Fred Blankemeijer

Personal information
- Full name: Fredrik Klaas Blankemeijer
- Date of birth: 13 August 1926
- Place of birth: Rotterdam, Netherlands
- Date of death: 8 November 2010 (aged 84)
- Place of death: Rotterdam, Netherlands
- Height: 2.00 m (6 ft 7 in)
- Position: Defender

Senior career*
- Years: Team / Apps / (Gls)
- 1949–1952: Feijenoord / 28 / (0)

Managerial career
- Feyenoord (youth coach)
- Feyenoord (scout)
- Feyenoord (board member)
- Feyenoord (technical director)

= Fred Blankemeijer =

Dutch footballer

Fred Blankemeijer (13 August 1926 – 8 November 2010) was a Dutch footballer who was active as a defender. A one-club man, he was member of Feijenoord for over 70 years.

==Club career==
Born in Rotterdam-Charlois, Blankemeijer lost his father during World War II when the latter was torpedoed by the Germans in December 1940 while working as a merchant captain.
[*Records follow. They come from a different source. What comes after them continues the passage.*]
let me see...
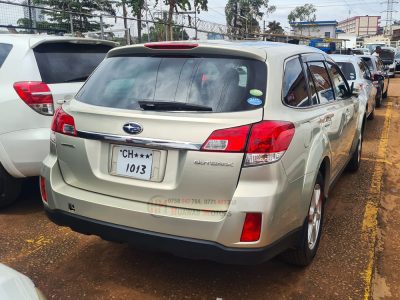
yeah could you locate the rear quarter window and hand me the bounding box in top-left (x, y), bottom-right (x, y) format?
top-left (0, 43), bottom-right (12, 68)
top-left (282, 57), bottom-right (310, 107)
top-left (33, 42), bottom-right (113, 84)
top-left (336, 62), bottom-right (357, 81)
top-left (76, 55), bottom-right (267, 113)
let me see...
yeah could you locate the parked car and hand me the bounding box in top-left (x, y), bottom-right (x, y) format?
top-left (352, 48), bottom-right (371, 55)
top-left (380, 47), bottom-right (396, 78)
top-left (0, 34), bottom-right (115, 207)
top-left (394, 51), bottom-right (400, 73)
top-left (358, 55), bottom-right (390, 101)
top-left (331, 54), bottom-right (378, 117)
top-left (0, 264), bottom-right (45, 299)
top-left (41, 41), bottom-right (366, 266)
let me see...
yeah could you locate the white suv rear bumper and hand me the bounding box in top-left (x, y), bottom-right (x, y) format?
top-left (0, 128), bottom-right (50, 178)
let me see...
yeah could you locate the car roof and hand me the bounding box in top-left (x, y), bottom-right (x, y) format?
top-left (0, 34), bottom-right (116, 48)
top-left (108, 40), bottom-right (325, 62)
top-left (330, 54), bottom-right (362, 64)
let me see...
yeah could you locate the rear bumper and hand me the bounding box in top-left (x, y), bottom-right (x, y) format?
top-left (45, 207), bottom-right (301, 265)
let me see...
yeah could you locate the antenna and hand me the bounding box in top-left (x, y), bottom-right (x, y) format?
top-left (382, 0), bottom-right (399, 35)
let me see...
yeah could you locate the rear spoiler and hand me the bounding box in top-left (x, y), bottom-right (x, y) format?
top-left (107, 42), bottom-right (268, 62)
top-left (30, 38), bottom-right (117, 49)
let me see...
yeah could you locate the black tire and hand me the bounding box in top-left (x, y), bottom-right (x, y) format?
top-left (347, 132), bottom-right (363, 172)
top-left (0, 164), bottom-right (22, 208)
top-left (367, 105), bottom-right (375, 120)
top-left (383, 89), bottom-right (388, 99)
top-left (280, 172), bottom-right (325, 266)
top-left (375, 88), bottom-right (383, 108)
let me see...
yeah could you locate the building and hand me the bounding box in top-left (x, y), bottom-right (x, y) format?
top-left (22, 0), bottom-right (44, 23)
top-left (338, 16), bottom-right (380, 37)
top-left (290, 21), bottom-right (338, 38)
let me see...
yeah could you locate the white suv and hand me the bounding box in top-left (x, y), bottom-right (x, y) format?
top-left (0, 34), bottom-right (115, 207)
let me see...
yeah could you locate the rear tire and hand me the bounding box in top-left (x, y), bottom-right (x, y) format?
top-left (0, 165), bottom-right (22, 208)
top-left (347, 132), bottom-right (363, 172)
top-left (367, 105), bottom-right (375, 120)
top-left (280, 172), bottom-right (325, 266)
top-left (376, 88), bottom-right (383, 108)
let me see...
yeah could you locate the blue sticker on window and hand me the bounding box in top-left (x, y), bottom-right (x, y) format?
top-left (247, 97), bottom-right (263, 106)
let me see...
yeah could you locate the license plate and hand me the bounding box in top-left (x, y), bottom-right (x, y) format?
top-left (115, 146), bottom-right (153, 180)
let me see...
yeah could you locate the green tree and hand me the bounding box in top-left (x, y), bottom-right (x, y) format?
top-left (225, 0), bottom-right (276, 39)
top-left (155, 0), bottom-right (208, 40)
top-left (267, 20), bottom-right (284, 34)
top-left (288, 4), bottom-right (317, 36)
top-left (32, 0), bottom-right (116, 33)
top-left (119, 0), bottom-right (145, 43)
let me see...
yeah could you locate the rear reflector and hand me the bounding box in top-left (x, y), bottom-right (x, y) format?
top-left (13, 81), bottom-right (54, 116)
top-left (144, 43), bottom-right (199, 50)
top-left (240, 213), bottom-right (262, 242)
top-left (201, 125), bottom-right (250, 152)
top-left (40, 176), bottom-right (47, 202)
top-left (51, 107), bottom-right (76, 136)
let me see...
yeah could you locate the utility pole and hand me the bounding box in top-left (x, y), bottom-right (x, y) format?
top-left (382, 0), bottom-right (398, 36)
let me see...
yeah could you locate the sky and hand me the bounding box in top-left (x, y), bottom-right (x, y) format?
top-left (199, 0), bottom-right (399, 31)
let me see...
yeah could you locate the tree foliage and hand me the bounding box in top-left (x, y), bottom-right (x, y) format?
top-left (155, 0), bottom-right (208, 40)
top-left (32, 0), bottom-right (116, 33)
top-left (267, 21), bottom-right (284, 35)
top-left (288, 4), bottom-right (317, 35)
top-left (225, 0), bottom-right (275, 38)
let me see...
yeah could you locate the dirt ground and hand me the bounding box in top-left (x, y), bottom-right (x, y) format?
top-left (0, 79), bottom-right (399, 299)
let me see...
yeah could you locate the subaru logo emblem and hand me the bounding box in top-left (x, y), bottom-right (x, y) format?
top-left (123, 122), bottom-right (143, 135)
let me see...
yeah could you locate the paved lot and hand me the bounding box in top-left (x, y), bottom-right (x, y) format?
top-left (1, 78), bottom-right (400, 300)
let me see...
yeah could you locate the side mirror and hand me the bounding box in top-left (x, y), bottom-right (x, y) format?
top-left (373, 74), bottom-right (385, 81)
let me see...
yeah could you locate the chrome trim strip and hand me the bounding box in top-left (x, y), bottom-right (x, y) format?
top-left (77, 130), bottom-right (202, 151)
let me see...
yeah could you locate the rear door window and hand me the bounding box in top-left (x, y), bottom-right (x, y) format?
top-left (76, 55), bottom-right (267, 113)
top-left (282, 57), bottom-right (310, 107)
top-left (307, 61), bottom-right (335, 104)
top-left (0, 43), bottom-right (12, 68)
top-left (33, 42), bottom-right (113, 84)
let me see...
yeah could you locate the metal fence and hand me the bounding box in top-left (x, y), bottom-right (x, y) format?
top-left (0, 0), bottom-right (232, 44)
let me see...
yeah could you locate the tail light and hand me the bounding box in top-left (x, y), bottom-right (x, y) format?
top-left (201, 125), bottom-right (250, 152)
top-left (201, 121), bottom-right (295, 166)
top-left (13, 81), bottom-right (54, 116)
top-left (40, 176), bottom-right (47, 203)
top-left (240, 213), bottom-right (262, 242)
top-left (51, 107), bottom-right (76, 136)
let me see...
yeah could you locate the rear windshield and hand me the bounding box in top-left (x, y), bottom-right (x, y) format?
top-left (380, 50), bottom-right (395, 64)
top-left (33, 42), bottom-right (113, 84)
top-left (336, 62), bottom-right (357, 80)
top-left (0, 43), bottom-right (12, 68)
top-left (361, 57), bottom-right (374, 70)
top-left (75, 55), bottom-right (267, 113)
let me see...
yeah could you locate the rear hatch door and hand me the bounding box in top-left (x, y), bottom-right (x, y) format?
top-left (56, 46), bottom-right (268, 212)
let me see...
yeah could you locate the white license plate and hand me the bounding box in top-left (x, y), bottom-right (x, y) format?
top-left (115, 146), bottom-right (153, 180)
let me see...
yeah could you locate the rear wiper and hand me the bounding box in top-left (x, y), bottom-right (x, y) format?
top-left (138, 101), bottom-right (212, 112)
top-left (64, 75), bottom-right (90, 83)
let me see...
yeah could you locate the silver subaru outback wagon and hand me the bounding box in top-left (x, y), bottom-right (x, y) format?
top-left (41, 41), bottom-right (365, 266)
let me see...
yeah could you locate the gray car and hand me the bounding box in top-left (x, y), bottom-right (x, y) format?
top-left (41, 41), bottom-right (366, 266)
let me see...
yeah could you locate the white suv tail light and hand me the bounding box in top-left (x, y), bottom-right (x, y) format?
top-left (201, 121), bottom-right (295, 166)
top-left (13, 81), bottom-right (54, 116)
top-left (51, 107), bottom-right (76, 137)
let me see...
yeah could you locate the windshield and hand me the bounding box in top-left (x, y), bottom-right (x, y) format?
top-left (76, 55), bottom-right (267, 113)
top-left (34, 42), bottom-right (113, 84)
top-left (336, 62), bottom-right (357, 81)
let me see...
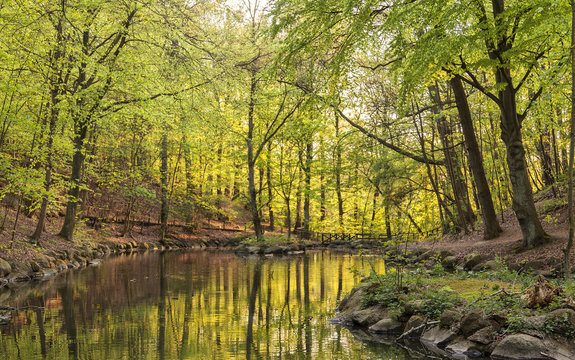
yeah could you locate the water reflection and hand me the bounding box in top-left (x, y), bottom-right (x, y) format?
top-left (0, 250), bottom-right (413, 359)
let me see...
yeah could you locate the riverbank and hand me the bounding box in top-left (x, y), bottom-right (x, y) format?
top-left (331, 253), bottom-right (575, 360)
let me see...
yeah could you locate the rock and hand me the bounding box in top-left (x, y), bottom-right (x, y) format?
top-left (544, 308), bottom-right (575, 336)
top-left (482, 260), bottom-right (502, 271)
top-left (490, 334), bottom-right (546, 360)
top-left (0, 258), bottom-right (12, 277)
top-left (0, 311), bottom-right (12, 325)
top-left (438, 250), bottom-right (455, 260)
top-left (445, 339), bottom-right (475, 355)
top-left (398, 300), bottom-right (424, 321)
top-left (463, 252), bottom-right (483, 270)
top-left (32, 269), bottom-right (57, 279)
top-left (416, 250), bottom-right (435, 263)
top-left (29, 261), bottom-right (40, 272)
top-left (36, 255), bottom-right (52, 268)
top-left (440, 309), bottom-right (461, 328)
top-left (403, 315), bottom-right (427, 338)
top-left (523, 259), bottom-right (546, 272)
top-left (441, 256), bottom-right (458, 271)
top-left (421, 325), bottom-right (457, 347)
top-left (468, 326), bottom-right (496, 345)
top-left (55, 259), bottom-right (68, 272)
top-left (247, 246), bottom-right (262, 254)
top-left (368, 318), bottom-right (404, 334)
top-left (8, 272), bottom-right (30, 282)
top-left (264, 246), bottom-right (285, 255)
top-left (350, 307), bottom-right (387, 327)
top-left (488, 312), bottom-right (508, 330)
top-left (459, 310), bottom-right (490, 337)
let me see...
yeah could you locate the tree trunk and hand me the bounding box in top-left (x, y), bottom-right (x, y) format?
top-left (247, 72), bottom-right (263, 241)
top-left (294, 166), bottom-right (302, 231)
top-left (303, 142), bottom-right (312, 233)
top-left (488, 0), bottom-right (548, 249)
top-left (160, 133), bottom-right (169, 241)
top-left (266, 143), bottom-right (275, 231)
top-left (450, 76), bottom-right (502, 239)
top-left (429, 83), bottom-right (475, 231)
top-left (58, 132), bottom-right (87, 241)
top-left (564, 0), bottom-right (575, 277)
top-left (537, 126), bottom-right (555, 187)
top-left (335, 111), bottom-right (344, 228)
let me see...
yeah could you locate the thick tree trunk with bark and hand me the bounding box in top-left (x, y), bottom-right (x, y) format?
top-left (498, 77), bottom-right (548, 249)
top-left (59, 130), bottom-right (87, 241)
top-left (485, 0), bottom-right (548, 249)
top-left (450, 77), bottom-right (502, 239)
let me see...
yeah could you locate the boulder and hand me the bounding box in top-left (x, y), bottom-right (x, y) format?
top-left (468, 326), bottom-right (496, 345)
top-left (0, 258), bottom-right (12, 277)
top-left (350, 307), bottom-right (387, 327)
top-left (445, 339), bottom-right (475, 355)
top-left (397, 300), bottom-right (424, 321)
top-left (482, 260), bottom-right (502, 271)
top-left (544, 308), bottom-right (575, 336)
top-left (403, 315), bottom-right (427, 338)
top-left (368, 318), bottom-right (404, 334)
top-left (29, 261), bottom-right (40, 272)
top-left (416, 250), bottom-right (435, 263)
top-left (421, 325), bottom-right (457, 347)
top-left (463, 252), bottom-right (483, 270)
top-left (459, 310), bottom-right (490, 337)
top-left (264, 246), bottom-right (286, 255)
top-left (490, 334), bottom-right (546, 360)
top-left (438, 250), bottom-right (455, 260)
top-left (441, 256), bottom-right (458, 271)
top-left (440, 309), bottom-right (462, 328)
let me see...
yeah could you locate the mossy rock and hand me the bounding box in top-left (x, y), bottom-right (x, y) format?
top-left (441, 256), bottom-right (458, 271)
top-left (440, 309), bottom-right (462, 329)
top-left (0, 258), bottom-right (11, 277)
top-left (463, 252), bottom-right (482, 270)
top-left (459, 310), bottom-right (490, 337)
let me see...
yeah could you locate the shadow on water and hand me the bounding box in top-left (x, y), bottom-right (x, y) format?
top-left (0, 250), bottom-right (445, 359)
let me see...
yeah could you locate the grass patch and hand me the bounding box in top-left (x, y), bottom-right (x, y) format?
top-left (432, 278), bottom-right (520, 301)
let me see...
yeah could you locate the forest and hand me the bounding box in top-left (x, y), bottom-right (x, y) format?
top-left (0, 0), bottom-right (573, 259)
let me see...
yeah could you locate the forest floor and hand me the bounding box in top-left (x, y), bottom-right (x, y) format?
top-left (0, 184), bottom-right (571, 271)
top-left (417, 185), bottom-right (570, 270)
A tall but skinny defender, Blankemeijer made his debut at Feijenoord, and played a total of 28 matches for the club between 1949 and 1953.

==Retirement==
After his career he would serve the club for many years in many occupations. He was a youth coach, a scout, a board member as well as a technical director. He was decorated Knight of the Order of Orange-Nassau in 2004. In June 2010 he served Feyenoord for a total of 70 years.

Widely regarded as a real club icon, he died of pneumonia, aged 84, on 8 November 2010.